A FAMOUS radio broadcast by poet Dylan Thomas about Llangollen International Musical Eisteddfod is being recreated to mark its 70th anniversary.

The reading from actor, writer and director Celyn Jones will form the centrepiece of a mini programme of events to celebrate the literary magician’s 15-minute masterpiece on the BBC’s Home Service when he visited in 1953.

The vivid verbal images conjured an enchanting and unforgettable picture from the unique event and was delivered in his deep, resonant voice.

 

The Queen making a presentation at the eisteddfod shortly after her coronation.

The Queen making a presentation at the eisteddfod shortly after her coronation.

 

But it’s been revealed that the historic broadcast very nearly didn’t happen because at one point Thomas lost his notes on the way back to the BBC’s studio in Cardiff.

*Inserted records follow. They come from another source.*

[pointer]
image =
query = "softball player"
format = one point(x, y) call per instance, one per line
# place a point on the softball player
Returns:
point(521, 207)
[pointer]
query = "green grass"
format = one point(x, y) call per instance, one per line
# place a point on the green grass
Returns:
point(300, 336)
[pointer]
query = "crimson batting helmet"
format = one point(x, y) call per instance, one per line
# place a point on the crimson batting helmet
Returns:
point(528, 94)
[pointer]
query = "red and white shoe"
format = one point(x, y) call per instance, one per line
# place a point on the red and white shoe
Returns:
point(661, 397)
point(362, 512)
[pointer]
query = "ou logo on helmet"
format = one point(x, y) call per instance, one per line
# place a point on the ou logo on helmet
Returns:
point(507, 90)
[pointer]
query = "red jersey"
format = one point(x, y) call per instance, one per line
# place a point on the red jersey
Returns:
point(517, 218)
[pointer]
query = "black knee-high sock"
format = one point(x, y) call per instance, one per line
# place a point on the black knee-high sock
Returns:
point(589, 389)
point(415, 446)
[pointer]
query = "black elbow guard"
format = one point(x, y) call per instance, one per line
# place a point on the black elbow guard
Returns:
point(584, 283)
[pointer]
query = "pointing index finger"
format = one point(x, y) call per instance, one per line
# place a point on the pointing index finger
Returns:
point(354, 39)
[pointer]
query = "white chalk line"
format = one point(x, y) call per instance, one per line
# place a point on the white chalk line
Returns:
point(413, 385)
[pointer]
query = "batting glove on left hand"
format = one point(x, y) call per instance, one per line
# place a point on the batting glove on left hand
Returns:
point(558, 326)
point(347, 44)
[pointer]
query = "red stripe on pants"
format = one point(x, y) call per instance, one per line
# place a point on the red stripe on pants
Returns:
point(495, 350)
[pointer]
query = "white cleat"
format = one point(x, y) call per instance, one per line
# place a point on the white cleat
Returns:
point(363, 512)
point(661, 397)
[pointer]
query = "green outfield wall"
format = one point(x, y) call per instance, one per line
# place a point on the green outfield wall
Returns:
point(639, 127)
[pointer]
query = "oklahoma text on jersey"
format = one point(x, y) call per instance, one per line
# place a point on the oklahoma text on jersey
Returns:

That same year the late Queen Elizabeth also attended the Eisteddfod shortly after her Coronation.

 

The Queen at the eisteddfod in Llangollen.

The Queen at the eisteddfod in Llangollen.

 

The festival had been established six years earlier under the dark shadow cast by the Second World War as a way of promoting peace through musical harmony and dance.

Since then hundreds of thousands of competitors from all over the planet have beaten a path to Llangollen.

The picturesque town in the Dee Valley where “Wales meets the world” is now gearing up for the first full length festival since the Covid-19 pandemic struck.

It all gets underway on Tuesday, July 4, and the competitions and concerts continue until Sunday, July 9, with thousands of singers and dancers from around the world due to take part.

 

The Queen at the eisteddfod in Llangollen.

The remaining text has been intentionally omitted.